Academic Editor: Maurizio Muscaritoli

Copyright © 2012 Dominique Xavier Brown and Marc Evans. This is an open access article distributed under the Creative Commons Attribution License, which permits unrestricted use, distribution, and reproduction in any medium, provided the original work is properly cited.

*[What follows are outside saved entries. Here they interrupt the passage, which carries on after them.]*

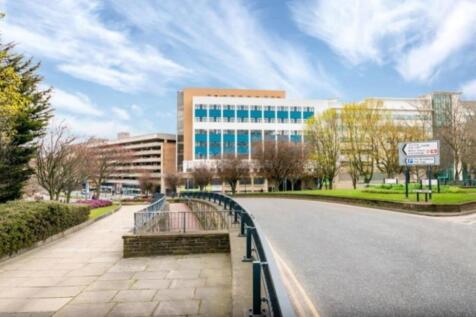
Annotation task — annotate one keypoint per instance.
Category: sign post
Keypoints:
(418, 154)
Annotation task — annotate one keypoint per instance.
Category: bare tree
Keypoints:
(145, 182)
(360, 124)
(53, 152)
(105, 160)
(389, 136)
(323, 136)
(278, 161)
(172, 181)
(454, 132)
(231, 169)
(202, 176)
(75, 169)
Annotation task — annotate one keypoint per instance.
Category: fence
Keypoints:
(184, 221)
(266, 275)
(144, 218)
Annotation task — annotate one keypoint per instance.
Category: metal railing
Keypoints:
(266, 275)
(144, 218)
(185, 221)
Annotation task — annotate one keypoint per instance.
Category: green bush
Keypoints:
(24, 223)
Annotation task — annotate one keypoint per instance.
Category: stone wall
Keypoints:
(176, 243)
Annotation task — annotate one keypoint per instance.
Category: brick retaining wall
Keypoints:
(175, 243)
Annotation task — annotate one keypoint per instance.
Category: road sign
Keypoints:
(419, 153)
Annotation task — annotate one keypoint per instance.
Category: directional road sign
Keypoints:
(419, 153)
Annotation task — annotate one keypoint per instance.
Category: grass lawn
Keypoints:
(448, 195)
(96, 212)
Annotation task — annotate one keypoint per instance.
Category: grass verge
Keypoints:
(450, 196)
(97, 212)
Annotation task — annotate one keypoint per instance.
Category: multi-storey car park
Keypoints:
(151, 153)
(216, 122)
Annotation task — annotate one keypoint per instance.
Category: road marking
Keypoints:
(302, 303)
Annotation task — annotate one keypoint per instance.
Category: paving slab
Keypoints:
(84, 274)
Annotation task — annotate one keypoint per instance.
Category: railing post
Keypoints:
(249, 236)
(235, 220)
(184, 223)
(256, 310)
(242, 224)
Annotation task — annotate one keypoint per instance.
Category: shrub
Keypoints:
(95, 203)
(24, 223)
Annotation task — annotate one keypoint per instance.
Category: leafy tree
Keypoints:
(202, 176)
(231, 169)
(172, 181)
(24, 115)
(279, 161)
(105, 160)
(323, 136)
(146, 183)
(360, 124)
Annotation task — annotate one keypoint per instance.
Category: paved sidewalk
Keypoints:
(85, 275)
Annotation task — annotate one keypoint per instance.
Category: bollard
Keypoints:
(242, 224)
(235, 219)
(249, 235)
(256, 310)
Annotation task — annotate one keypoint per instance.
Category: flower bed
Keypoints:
(95, 203)
(24, 223)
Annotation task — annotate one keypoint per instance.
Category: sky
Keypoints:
(117, 65)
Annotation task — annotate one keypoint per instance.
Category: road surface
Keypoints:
(355, 261)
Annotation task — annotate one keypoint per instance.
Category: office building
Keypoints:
(217, 122)
(153, 154)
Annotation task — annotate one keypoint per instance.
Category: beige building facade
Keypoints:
(150, 154)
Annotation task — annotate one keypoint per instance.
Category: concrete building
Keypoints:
(153, 154)
(217, 122)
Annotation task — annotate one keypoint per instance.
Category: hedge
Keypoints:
(23, 223)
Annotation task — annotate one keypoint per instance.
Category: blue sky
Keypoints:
(117, 65)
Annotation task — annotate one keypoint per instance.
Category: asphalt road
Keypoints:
(355, 261)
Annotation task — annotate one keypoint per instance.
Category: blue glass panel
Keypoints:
(215, 113)
(296, 138)
(200, 137)
(242, 113)
(229, 137)
(215, 137)
(255, 113)
(200, 151)
(228, 113)
(200, 113)
(296, 115)
(270, 114)
(255, 136)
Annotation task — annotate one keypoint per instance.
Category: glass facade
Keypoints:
(243, 142)
(214, 143)
(228, 142)
(200, 144)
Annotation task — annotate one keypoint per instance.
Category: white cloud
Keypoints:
(224, 41)
(72, 34)
(469, 89)
(85, 127)
(73, 103)
(455, 31)
(122, 114)
(417, 36)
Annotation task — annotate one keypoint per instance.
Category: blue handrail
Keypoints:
(265, 264)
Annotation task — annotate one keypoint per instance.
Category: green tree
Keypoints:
(24, 114)
(323, 136)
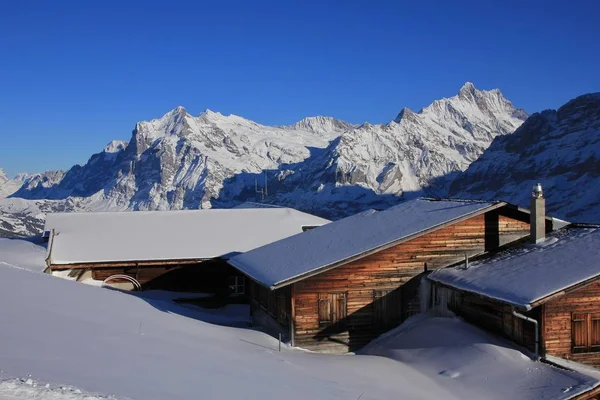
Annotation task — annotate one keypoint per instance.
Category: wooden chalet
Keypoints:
(336, 287)
(544, 296)
(170, 250)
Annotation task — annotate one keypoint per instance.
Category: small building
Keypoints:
(336, 287)
(544, 296)
(171, 250)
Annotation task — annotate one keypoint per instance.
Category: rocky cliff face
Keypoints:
(417, 153)
(558, 148)
(319, 164)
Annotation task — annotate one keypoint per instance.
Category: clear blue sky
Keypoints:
(74, 76)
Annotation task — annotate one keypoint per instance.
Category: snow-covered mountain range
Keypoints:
(558, 148)
(320, 164)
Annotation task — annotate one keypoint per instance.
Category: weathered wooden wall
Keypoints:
(383, 279)
(557, 335)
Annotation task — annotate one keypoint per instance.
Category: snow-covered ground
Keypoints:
(62, 340)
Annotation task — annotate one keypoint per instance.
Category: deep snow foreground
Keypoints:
(110, 343)
(474, 364)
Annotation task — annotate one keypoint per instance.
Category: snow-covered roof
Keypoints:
(169, 235)
(301, 255)
(527, 274)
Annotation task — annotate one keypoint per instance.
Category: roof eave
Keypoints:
(309, 274)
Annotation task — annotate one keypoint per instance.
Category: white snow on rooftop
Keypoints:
(169, 235)
(526, 274)
(66, 341)
(318, 248)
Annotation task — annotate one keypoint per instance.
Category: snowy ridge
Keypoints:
(9, 186)
(559, 148)
(415, 154)
(321, 165)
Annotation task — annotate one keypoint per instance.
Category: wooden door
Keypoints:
(332, 308)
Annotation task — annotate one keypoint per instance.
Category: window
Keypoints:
(237, 285)
(332, 308)
(585, 332)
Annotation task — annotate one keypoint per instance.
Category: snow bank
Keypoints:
(474, 364)
(22, 254)
(109, 342)
(66, 341)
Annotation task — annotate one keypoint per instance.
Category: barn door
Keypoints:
(387, 308)
(332, 308)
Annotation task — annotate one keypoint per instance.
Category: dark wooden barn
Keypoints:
(337, 287)
(544, 296)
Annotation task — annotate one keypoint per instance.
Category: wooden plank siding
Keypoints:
(389, 277)
(557, 332)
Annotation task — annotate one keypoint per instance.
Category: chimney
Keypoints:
(537, 223)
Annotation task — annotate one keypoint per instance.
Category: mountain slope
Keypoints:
(417, 153)
(320, 164)
(10, 186)
(559, 148)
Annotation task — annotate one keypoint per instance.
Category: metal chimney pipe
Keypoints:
(537, 223)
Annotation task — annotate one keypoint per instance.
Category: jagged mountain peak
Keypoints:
(181, 161)
(3, 176)
(321, 124)
(404, 113)
(468, 88)
(558, 148)
(115, 146)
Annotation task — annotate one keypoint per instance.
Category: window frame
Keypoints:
(334, 317)
(238, 287)
(587, 320)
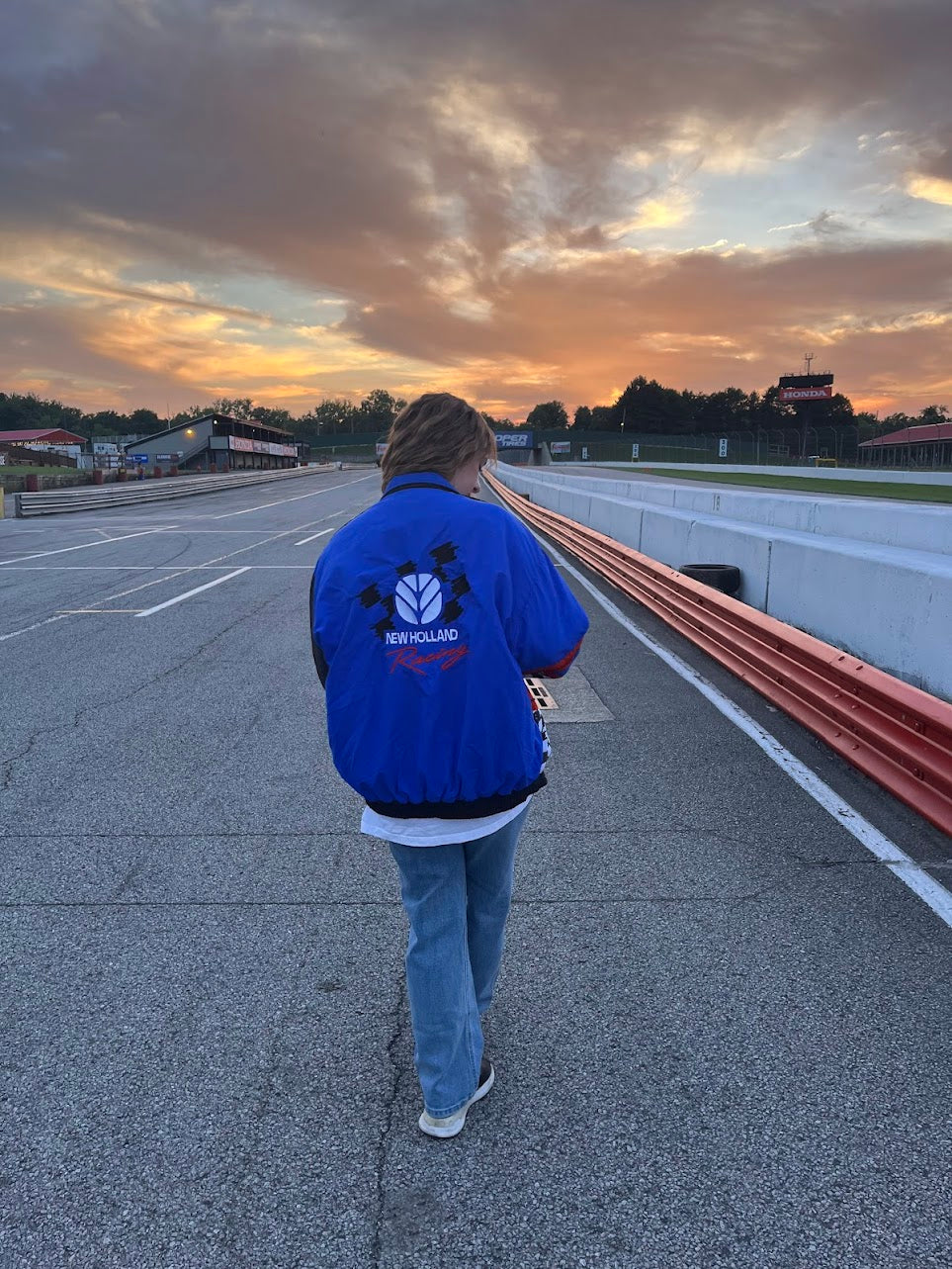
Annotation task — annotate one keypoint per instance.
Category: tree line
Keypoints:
(646, 408)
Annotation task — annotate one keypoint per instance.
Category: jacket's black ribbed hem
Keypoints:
(476, 810)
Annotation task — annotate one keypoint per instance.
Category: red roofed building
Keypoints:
(926, 444)
(41, 436)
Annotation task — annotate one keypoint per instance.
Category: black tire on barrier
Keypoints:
(723, 577)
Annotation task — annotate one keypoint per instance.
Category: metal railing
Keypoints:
(892, 731)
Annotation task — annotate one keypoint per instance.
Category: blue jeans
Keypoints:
(457, 899)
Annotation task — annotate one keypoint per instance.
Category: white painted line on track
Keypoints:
(188, 594)
(297, 498)
(898, 861)
(26, 630)
(82, 546)
(313, 536)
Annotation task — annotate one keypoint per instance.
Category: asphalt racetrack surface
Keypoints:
(722, 1032)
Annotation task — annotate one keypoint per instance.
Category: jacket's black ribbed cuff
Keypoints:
(476, 810)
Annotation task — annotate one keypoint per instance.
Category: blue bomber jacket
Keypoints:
(426, 612)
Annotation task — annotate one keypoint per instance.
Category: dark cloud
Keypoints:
(402, 153)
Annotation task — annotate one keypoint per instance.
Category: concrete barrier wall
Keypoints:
(918, 527)
(831, 474)
(884, 601)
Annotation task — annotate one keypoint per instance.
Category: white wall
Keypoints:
(860, 575)
(833, 474)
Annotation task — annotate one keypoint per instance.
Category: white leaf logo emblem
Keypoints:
(418, 597)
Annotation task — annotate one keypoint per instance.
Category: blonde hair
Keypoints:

In recent years the incretin therapies have provided a new treatment option for patients with type 2 diabetes mellitus (T2DM). The incretin therapies focus on the increasing levels of the two incretin hormones, glucagon-like peptide 1 (GLP-1) and glucose-dependent insulinotropic polypeptide (GIP). This results in increased glucose dependent insulin synthesis and release. GLP-1 receptor agonists such as liraglutide and exenatide exert an intrinsic biological effect on GLP-1 receptors directly stimulating the release of insulin from pancreatic beta cells. DPP-4 inhibitors such as sitagliptin and linagliptin prevent the inactivation of endogenous GLP-1 and GIP through competitive inhibition of the DPP-4 enzyme. Both incretin therapies have good safety and tolerability profiles and interact minimally with a number of medications commonly prescribed in T2DM. This paper focuses on the pharmacological basis by which the incretin therapies function and how this knowledge can inform and benefit clinical decisions. Each individual incretin agent has benefits and pitfalls relating to aspects such as glycaemic and nonglycaemic efficacy, safety and tolerability, ease of administration, and cost. Overall, a personalized medicine approach has been found to be favourable, tailoring the incretin agent to benefit and suit patient's needs such as renal impairment (RI) or hepatic impairment (HI).